At SDU, initial responses have been to express continued support for DEI. SDU has a strong backbone of DEI initiatives and structures, including our Gender Equality Plan, our Gender Equality Team and our Equality Committees. This structure will continue its work to ensure a diverse workplace with a creative research environment and an inclusive working environment in order to recruit and retain the talents needed at SDU as an organisation and employer. We fully expect SDU to continue this effort, as it aligns well with the values and strategy of our university and its compliance with the Danish governance and constitution.

Despite the well-established systems at SDU, there are multiple sources of concern, and we recognize that the pushback on DEI may still create challenges for our university and our work. Most of the institutions and bodies we rely on for funding, publication and international collaboration may be challenged by this external political pressure. Hence, the pressures may directly or indirectly influence research and career development, and perhaps even the individual safety of vulnerable employees when abroad. This is all the more pressing, as many of the journals, conferences and institutions we depend on for evaluation of research, which ultimately influence the career trajectories of researchers very directly, are based in the US.

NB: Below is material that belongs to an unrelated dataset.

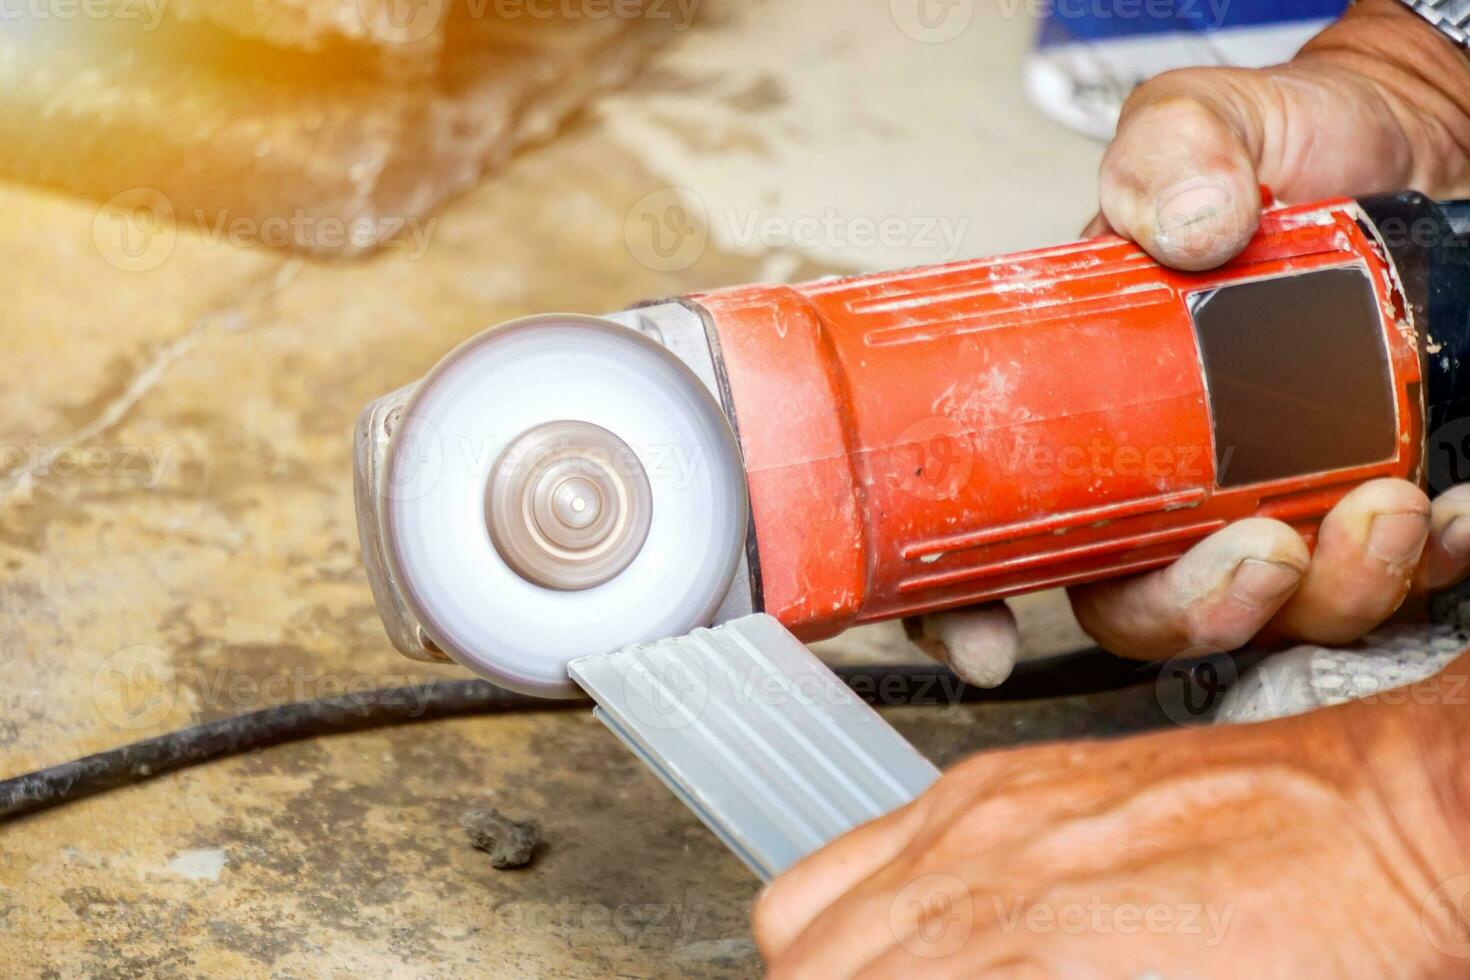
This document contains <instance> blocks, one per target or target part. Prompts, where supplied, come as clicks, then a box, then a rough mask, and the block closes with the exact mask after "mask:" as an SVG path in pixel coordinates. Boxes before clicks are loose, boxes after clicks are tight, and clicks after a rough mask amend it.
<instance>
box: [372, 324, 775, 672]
mask: <svg viewBox="0 0 1470 980" xmlns="http://www.w3.org/2000/svg"><path fill="white" fill-rule="evenodd" d="M559 420H573V422H589V423H592V425H597V426H601V428H604V429H607V430H609V432H612V433H613V435H616V436H617V438H619V439H622V441H623V442H626V444H628V447H629V448H631V450H632V451H634V453H635V454H637V457H638V460H639V461H641V463H642V469H644V472H645V473H647V478H648V485H650V488H651V492H653V508H651V510H653V517H651V523H650V527H648V533H647V539H645V541H644V544H642V548H641V550H639V551H638V554H637V557H635V558H634V560H632V561H631V563H629V564H628V567H626V569H623V570H622V572H619V573H617V574H616V576H614V577H613V579H612V580H609V582H604V583H601V585H597V586H594V588H588V589H579V591H557V589H550V588H544V586H539V585H535V583H532V582H531V580H528V579H525V577H522V576H520V574H517V573H516V572H514V570H512V567H510V566H509V564H507V563H506V561H504V560H503V558H501V555H500V552H498V551H497V550H495V545H494V542H492V539H491V533H490V529H488V527H487V517H485V500H487V485H488V482H490V479H491V475H492V470H494V467H495V464H497V461H498V460H500V458H501V453H503V451H504V450H506V447H509V445H510V444H512V442H514V441H516V439H517V436H520V435H522V433H525V432H528V430H529V429H532V428H535V426H541V425H544V423H548V422H559ZM745 527H747V497H745V475H744V467H742V464H741V458H739V450H738V447H736V442H735V436H734V433H732V432H731V426H729V422H728V420H726V417H725V413H723V411H722V410H720V407H719V406H717V404H716V403H714V400H713V398H711V395H710V392H709V389H707V388H706V386H704V385H703V383H701V382H700V379H698V378H695V376H694V373H692V372H691V370H689V369H688V367H686V366H685V364H684V363H682V361H679V360H678V359H676V357H675V356H673V354H670V353H669V351H666V350H664V348H663V347H660V345H659V344H656V342H653V341H651V339H648V338H645V336H642V335H641V334H638V332H637V331H632V329H629V328H625V326H620V325H617V323H613V322H610V320H600V319H595V317H584V316H570V314H566V316H562V314H557V316H544V317H531V319H526V320H514V322H512V323H506V325H501V326H497V328H494V329H491V331H487V332H484V334H481V335H479V336H476V338H473V339H470V341H467V342H466V344H463V345H460V347H459V348H457V350H454V351H453V353H451V354H450V356H448V357H445V359H444V360H442V361H441V363H440V364H438V367H435V369H434V370H432V372H431V373H429V376H428V378H425V379H423V382H422V383H420V385H419V388H417V391H416V392H415V395H413V398H412V401H410V403H409V406H407V408H406V411H404V416H403V420H401V422H400V423H398V426H397V428H395V430H394V435H392V442H391V448H390V463H388V472H387V485H385V491H384V533H385V538H387V554H388V561H390V564H391V566H392V572H394V574H395V576H397V579H398V582H400V585H401V588H403V592H404V597H406V599H407V602H409V605H410V608H412V610H413V613H415V614H416V616H417V617H419V621H420V624H422V626H423V629H425V632H426V633H428V635H429V638H431V639H432V641H434V642H435V644H437V645H438V646H440V648H441V649H444V652H447V654H450V655H451V657H453V658H454V660H457V661H459V663H462V664H465V666H466V667H469V669H472V670H475V671H476V673H479V674H482V676H484V677H488V679H490V680H492V682H495V683H498V685H503V686H506V688H510V689H513V691H520V692H523V693H531V695H539V696H547V698H566V696H573V695H575V693H576V686H575V685H573V683H572V682H570V680H569V677H567V670H566V666H567V663H569V661H572V660H575V658H578V657H585V655H588V654H600V652H606V651H610V649H617V648H622V646H625V645H628V644H641V642H650V641H656V639H663V638H667V636H678V635H682V633H686V632H688V630H691V629H694V627H697V626H704V624H707V623H709V620H710V617H711V616H713V614H714V611H716V608H719V604H720V601H722V599H723V597H725V592H726V591H728V589H729V585H731V580H732V577H734V574H735V569H736V566H738V563H739V557H741V551H742V548H744V547H745Z"/></svg>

Will this create challenges for researchers working with DEI-related topics? Will they struggle to publish and obtain funding for their work? Will young scholars be encouraged to not pursue such research for career reasons? Will the new political situation create additional competitive disadvantages for talented researchers with, for instance, certain sexual orientations, non-Western backgrounds, etc.?

Although much of this is still early days and up in the air, we encourage managers at all levels at SDU to carefully monitor this situation so as to pick up early signs that anti-DEI developments may be shaping our work, compromising our freedom to research topics related to DEI, negatively affecting the career prospects of researchers in the DEI space, and vulnerable researchers indirectly by limiting access to, for instance, top tier US-based publishing, international collaboration or funding – the effects of which may manifest in liminal ways and over a long period of time, damaging the quality of SDU as a Danish organisation, employer and research institution.

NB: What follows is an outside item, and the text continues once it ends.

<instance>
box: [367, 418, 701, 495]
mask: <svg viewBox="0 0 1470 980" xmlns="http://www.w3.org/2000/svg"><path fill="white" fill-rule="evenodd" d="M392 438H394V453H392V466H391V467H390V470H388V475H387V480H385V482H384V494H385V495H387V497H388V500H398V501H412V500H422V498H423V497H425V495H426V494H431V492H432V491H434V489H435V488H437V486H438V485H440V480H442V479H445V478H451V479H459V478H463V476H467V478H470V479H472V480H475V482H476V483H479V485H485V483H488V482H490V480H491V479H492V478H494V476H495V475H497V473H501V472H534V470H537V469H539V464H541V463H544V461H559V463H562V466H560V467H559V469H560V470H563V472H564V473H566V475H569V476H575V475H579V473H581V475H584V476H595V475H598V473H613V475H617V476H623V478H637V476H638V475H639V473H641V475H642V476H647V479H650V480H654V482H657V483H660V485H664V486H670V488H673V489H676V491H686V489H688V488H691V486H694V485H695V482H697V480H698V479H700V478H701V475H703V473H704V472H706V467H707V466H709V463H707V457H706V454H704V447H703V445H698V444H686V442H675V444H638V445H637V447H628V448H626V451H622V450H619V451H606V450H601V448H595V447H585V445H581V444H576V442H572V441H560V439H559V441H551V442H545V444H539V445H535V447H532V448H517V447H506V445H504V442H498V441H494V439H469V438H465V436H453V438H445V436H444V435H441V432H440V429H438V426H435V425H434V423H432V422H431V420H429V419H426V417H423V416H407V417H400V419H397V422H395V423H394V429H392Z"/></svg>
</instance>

We have solid structures and values at SDU that build on the Danish governance and constitution. Yet, the extant structures at SDU will not be able to deal with such external challenges alone. A broad and concurrent awareness of these challenges both internally at SDU and externally in our work in global academia is necessary. We enjoy top-of-the-world academic freedom, scholarly research and teaching, which give us many reasons to sustain our quality and Danish standards.